NASA, in its drive to get humans to the lunar surface, was a rather white organization doing manly things. It wasn’t going to put women into space, by any means. John Glenn once said, “the men go off and fight the wars and fly the airplanes and come back and help design and build and test them.”
But despite the macho culture, behind the scenes - and particularly with contractors, women were making the Apollo missions possible. And without one woman, Margaret Hamilton, the Apollo missions would have been impossible.
The Mercury missions were simple missions - a rocket lifted a glorified Javex bottle with a single occupant onto a ballistic trajectory, and they came back down. Sometimes they orbited a few times, but they were piloted craft, and the pilots knew that they had to fire rockets to slow them down at a precise time for a precise duration. If they did that, they’d get back down in the right spot where they could be scooped from the water by a naval vessel.
The Gemini missions required something more - a guidance computer. The Gemini capsules were the proving ground for the Apollo program: showing that a spacecraft could dock and perform complex maneuvers. But the Gemini computers were still not used extensively, and the pilots were mostly flying by the seat of their pants (as Neil Armstrong did when he rescued one of his missions from a crazy spin.)
When Apollo came along, they had to do something else entirely. No rough splashdown here - on a body with no atmosphere, they had to take a spindly legged lander from thousands of miles an hour down to a soft touchdown - from descent engine ignition to engine cutoff was about 15 minutes. The attention to detail would require a true guidance computer.
The Apollo Guidance computer was a radical new device: unlike Earth computers of the time, it wasn’t a timeshare.
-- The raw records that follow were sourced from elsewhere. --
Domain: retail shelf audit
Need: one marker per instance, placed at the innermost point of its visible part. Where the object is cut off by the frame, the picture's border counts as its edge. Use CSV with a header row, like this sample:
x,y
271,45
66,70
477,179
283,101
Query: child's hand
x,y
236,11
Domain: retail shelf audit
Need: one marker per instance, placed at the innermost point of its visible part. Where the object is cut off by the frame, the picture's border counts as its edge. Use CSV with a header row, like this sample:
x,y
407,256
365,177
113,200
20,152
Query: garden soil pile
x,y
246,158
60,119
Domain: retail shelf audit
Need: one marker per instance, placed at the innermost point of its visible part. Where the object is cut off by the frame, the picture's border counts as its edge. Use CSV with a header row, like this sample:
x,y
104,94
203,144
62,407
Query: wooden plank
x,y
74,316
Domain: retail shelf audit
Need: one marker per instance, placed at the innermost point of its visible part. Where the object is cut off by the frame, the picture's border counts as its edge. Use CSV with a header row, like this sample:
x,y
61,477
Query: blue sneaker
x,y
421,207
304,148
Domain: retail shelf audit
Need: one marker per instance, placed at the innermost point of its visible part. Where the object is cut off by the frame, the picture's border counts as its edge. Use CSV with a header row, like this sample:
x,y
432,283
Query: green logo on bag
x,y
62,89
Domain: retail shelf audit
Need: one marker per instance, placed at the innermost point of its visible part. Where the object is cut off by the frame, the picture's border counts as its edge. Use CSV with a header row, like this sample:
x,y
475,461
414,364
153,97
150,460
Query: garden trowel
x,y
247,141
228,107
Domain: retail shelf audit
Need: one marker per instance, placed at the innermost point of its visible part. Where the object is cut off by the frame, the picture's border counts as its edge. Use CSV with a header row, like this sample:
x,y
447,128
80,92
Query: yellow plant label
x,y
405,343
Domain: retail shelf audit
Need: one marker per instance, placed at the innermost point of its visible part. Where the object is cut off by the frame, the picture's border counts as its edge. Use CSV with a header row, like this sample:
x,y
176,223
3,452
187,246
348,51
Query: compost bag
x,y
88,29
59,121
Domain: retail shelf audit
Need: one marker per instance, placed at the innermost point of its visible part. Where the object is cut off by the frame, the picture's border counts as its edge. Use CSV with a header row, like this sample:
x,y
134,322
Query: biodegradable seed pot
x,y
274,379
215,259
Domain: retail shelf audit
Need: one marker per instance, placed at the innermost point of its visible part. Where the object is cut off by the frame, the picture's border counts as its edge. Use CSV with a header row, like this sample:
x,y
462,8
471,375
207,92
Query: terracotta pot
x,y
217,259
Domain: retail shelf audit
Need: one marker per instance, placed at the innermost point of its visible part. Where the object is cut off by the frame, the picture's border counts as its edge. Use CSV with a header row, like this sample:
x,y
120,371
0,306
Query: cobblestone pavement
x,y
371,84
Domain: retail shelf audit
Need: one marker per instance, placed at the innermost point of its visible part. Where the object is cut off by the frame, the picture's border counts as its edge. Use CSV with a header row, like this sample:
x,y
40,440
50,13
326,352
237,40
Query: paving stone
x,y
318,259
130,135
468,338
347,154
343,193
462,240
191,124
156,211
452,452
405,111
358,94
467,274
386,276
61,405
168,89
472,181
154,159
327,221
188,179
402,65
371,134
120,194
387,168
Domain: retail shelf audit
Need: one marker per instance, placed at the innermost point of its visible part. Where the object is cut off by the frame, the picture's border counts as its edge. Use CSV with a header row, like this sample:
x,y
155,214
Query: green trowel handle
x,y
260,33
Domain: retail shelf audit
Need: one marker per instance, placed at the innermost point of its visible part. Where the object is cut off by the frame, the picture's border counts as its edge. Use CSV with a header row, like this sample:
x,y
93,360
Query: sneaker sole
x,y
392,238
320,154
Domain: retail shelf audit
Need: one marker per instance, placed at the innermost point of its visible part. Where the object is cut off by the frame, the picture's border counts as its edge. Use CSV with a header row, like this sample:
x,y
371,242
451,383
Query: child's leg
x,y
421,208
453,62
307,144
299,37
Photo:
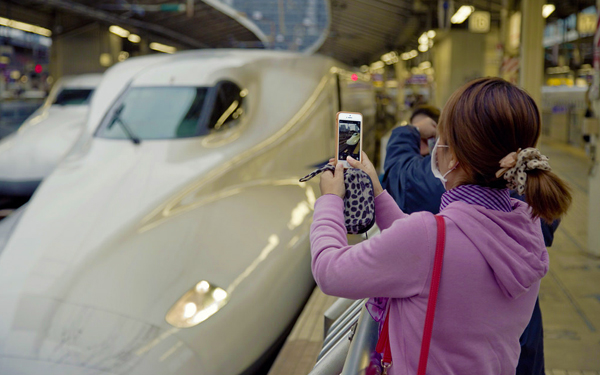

It was a small limited memory device that would interact directly with input and display hardware - a number pad to enter commands, and an LED display to give you results. It would be connected to all of the ship’s critical systems, taking input from every sensor on the lander as well as radar. And all this on a computer roughly as powerful as a Commodore Pet, or the first Apple computers from the 70s.
In order to handle all of these inputs without failing the astronauts, they needed a sophisticated software team with skills far beyond NASA’s, and so they hired MIT’s Instrumentation Laboratory to develop a sophisticated software program that could handle the enormous needs of the landing on the impoverished specs of the AGC.
MIT assigned as the project lead Margaret Hamilton, who had already developed great expertise in aerospace programming - creating a satellite tracking system and working on SAGE, a system to detect enemy aircraft.
Hamilton developed a system to handle multiple tasks cooperatively (the leanest way to do multitasking), but which could be interrupted by items on something called a “waitlist.” Most important of all, the computer could never hard-crash - anything that pushed the computer too far needed to be handled.
“Looking back, we were the luckiest people in the world. There was no choice but to be pioneers; no time to be beginners,” she told NASA for a retrospective. NASA’s managers had no idea what any of this software stuff was or how it worked, so they gave Hamilton and her team complete control.
The first test for her team was Apollo 8. They had devised programs for the command module, and though this mission had no lander, it would go to the moon. The mission was a complete success.
Apollo 10 would test the lander: Apollo 10’s descent stage did not go all the way to the lunar surface, but did implement most of the descent, and gave the Apollo Guidance Computer a good solid test.
The report that MIT prepared for NASA after the Apollo 10 mission concluded they were ready.
An extremely complex array of measurement and processing equipment has been designed for the extraordinarily complex and difficult task of supporting the manned lunar landing.- These have been tested extensively now in an operational environment and have been demonstrated to be fully ready to help a crew of astronauts land on the moon.
Hamilton and team had done it - but they were to be tested once more before men walked on the moon.
As Apollo 11’s Eagle descended to the surface, the computer started emitting the message “1202” - Armstrong reported this back to NASA, with no idea what it was. The CapCom told him to ignore it.
Behind the scenes, a radar system designed to keep track of the command module was flooding the computer with data. The AGC was supposed to be at 85% usage - the radar data was taking it past 100%.
But Hamilton and her team had anticipated everything. If the system was being overloaded (which is what 1201 and 1202 were alerting the astronauts to), she had designed the computers to reboot, and then pick up the critical tasks it was doing before, at exactly the point it was doing them. It was masterful design, often credited as the birth of “software engineering” and reliable computing.
None of this takes away from Armstrong’s masterful flying - at the last moment he saw that the lander was coming down on a field of boulders and manually flew away from it with seconds of fuel to spare.
But man never would have made it to the surface of the moon without woman - Margaret Hamilton - on the job.